それから研究の話にも絡むのですが、LifoにしろU40[※7]にしろ、ku-librariansにしろ、こうしたネットワークが必要だから発生してきているに違いない、という仮説を立てています。 今までは図書館員のストレスについて研究を進めてきたのですが、それだけだとやや不毛なところもあるので、今後は、ストレスなく若手もベテランもいきいきと仕事に取り組める組織にしていくにはどんなものが必要かという視点で研究を進めたいと思っています。

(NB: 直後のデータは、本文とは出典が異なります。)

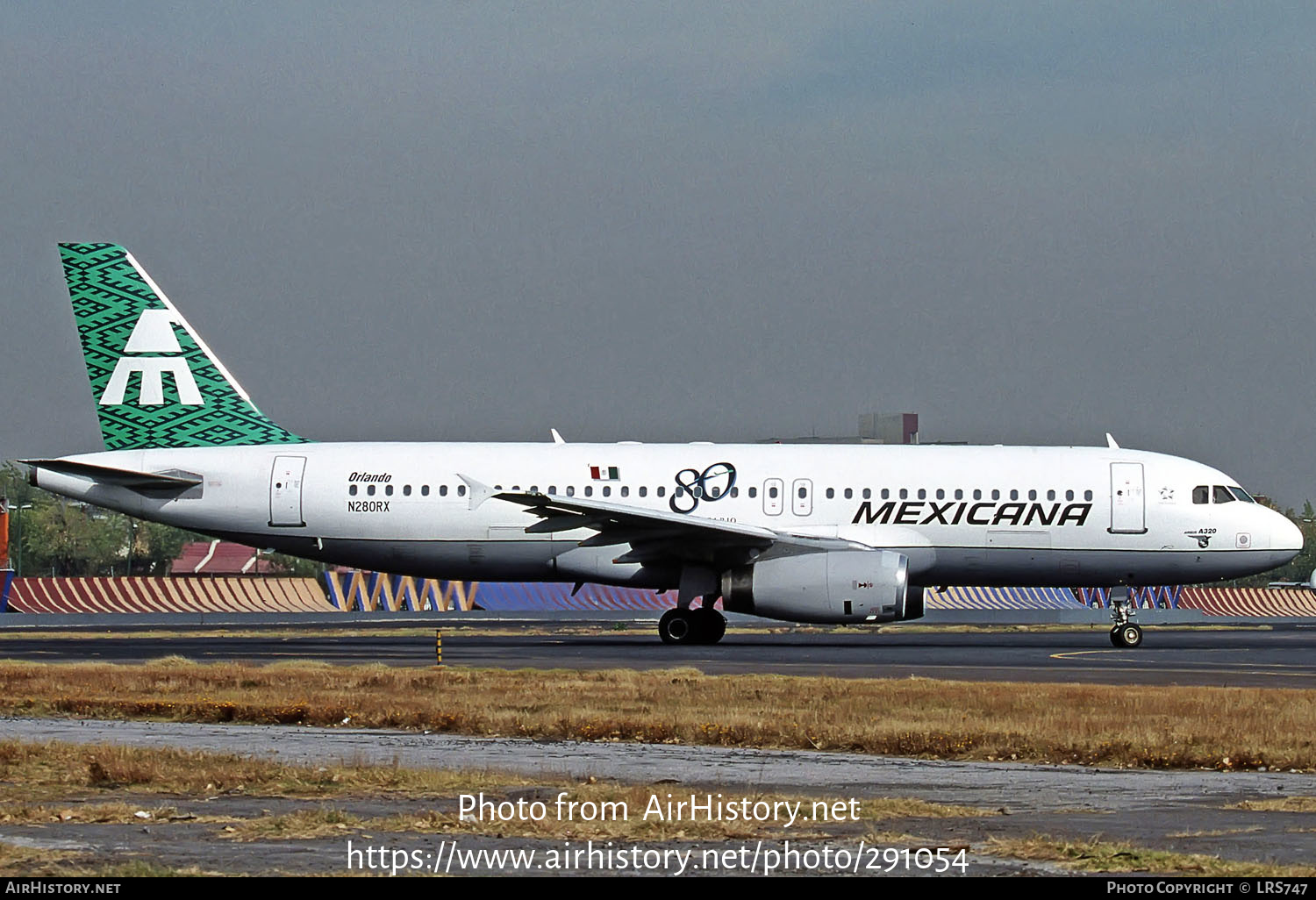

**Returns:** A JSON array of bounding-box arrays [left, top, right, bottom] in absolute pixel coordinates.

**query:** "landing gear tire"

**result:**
[[1111, 623, 1142, 650]]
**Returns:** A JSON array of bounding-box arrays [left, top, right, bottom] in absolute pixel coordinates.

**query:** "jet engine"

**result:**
[[723, 550, 924, 623]]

ネットワークの話とストレスの話、がつながるのですね。

はい、組織を超えたネットワークによって、ストレスの減少、モチベーションのアップ、が実現できるのではないかと。 外に出ることによって支えとなったり、良い仕事をしていけることにつながるのではないかと。

もし、そこに関連があったとしたらいま広がりつつあるネットワークにとって本当に心強いメッセージになりますね。

こんなふうに、今のところ、ちょっと離れたところからやんややんやと言っているだけなのですが、それも、Lifoとの関わり方の一つだと言っても許してくれますか・・?

自分にとって天野さんは「Lifoを見守ってくれてる人」だったりします。 心強いです。いつもありがとうございます!

3. 最後にLifoや図書館界についてひとことどうぞ。

Lifoのやってることはまちがってない。それだけははっきりと言えます。

それからLifoはぜひ、関わっていない人、特にベテランの世代の上の立場の人たちに良い印象を与えられる存在になっていって欲しいと思います。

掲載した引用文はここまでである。